The intelligence architecture for stakeholder risk
Purpose-built. Deterministic. Auditable.
Purpose-built. Deterministic. Auditable.
In complex projects, stakeholder risk must be visible early, remain visible during decision-making, and be monitored throughout execution. SOLV's architecture delivers this across the full project lifecycle - keeping teams in control and moving projects toward a defensible YES.
SOLV is a purpose-built intelligence system for structuring stakeholder risk in complex, multi-stakeholder environments. It models stakeholder dynamics, values, and exposure using formal approaches grounded in social-science theory — including Actor-Network Theory and vector-based representations of influence, conflict, and alignment.
Stakeholder interactions are translated into explicit, structured representations. This allows stakeholder risk to be analysed systematically and compared over time — not interpreted anecdotally.
The first challenge is scale and fragmentation. Stakeholder data is dispersed across documents, consultations, media, and public sources — often in volumes no team can process manually.

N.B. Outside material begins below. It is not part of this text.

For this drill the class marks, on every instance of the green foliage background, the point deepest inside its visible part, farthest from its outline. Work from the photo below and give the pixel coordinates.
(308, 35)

AI is embedded in SOLV as a perception layer: it extracts and structures data from these unstructured sources. It does not perform reasoning, scoring, or strategic logic. Extracted data passes through checks for relevance, context, and consistency before entering the model. All analysis takes place on structured data, not on free-form text.
Once validated, data is organised into a structured digital twin of the human environment: stakeholders, their positions, relationships, and relative influence — represented as a coherent, queryable system.
The model updates as new data enters. Shifts in positions, emerging actors, and changing coalitions become visible and comparable over time. This is essential during long execution phases where stakeholder dynamics don't stand still.
Risk assessment and scenario comparison in SOLV are algorithmic and reproducible. For any given state of the digital twin, explicit logic produces consistent outcomes — run the same inputs, get the same results.
As additional data is incorporated, the model is refined and outcomes recalculated. Precision increases rather than volatility. This is the core difference with probabilistic AI tools, where outputs vary with every query.
Projects and policies rarely exist in isolation. They sit within broader portfolios where budget, capacity, and political priorities are distributed across multiple initiatives.
SOLV applies the same modelling logic at portfolio level. Stakeholder risk can be assessed and compared consistently across scenarios and initiatives — making it possible to see how risk accumulates, shifts, or concentrates using a single, coherent model.
Stakeholder risk assessments inform real decisions, and scrutiny is inevitable. Every element in the model remains linked to its source data. All inputs, curation steps, and analytical outcomes can be inspected at any time.
Because analysis follows explicit logic rather than probabilistic inference, the full reasoning chain is auditable. Conclusions can be reconstructed and reviewed as data evolves — by your team, by leadership, or by external reviewers.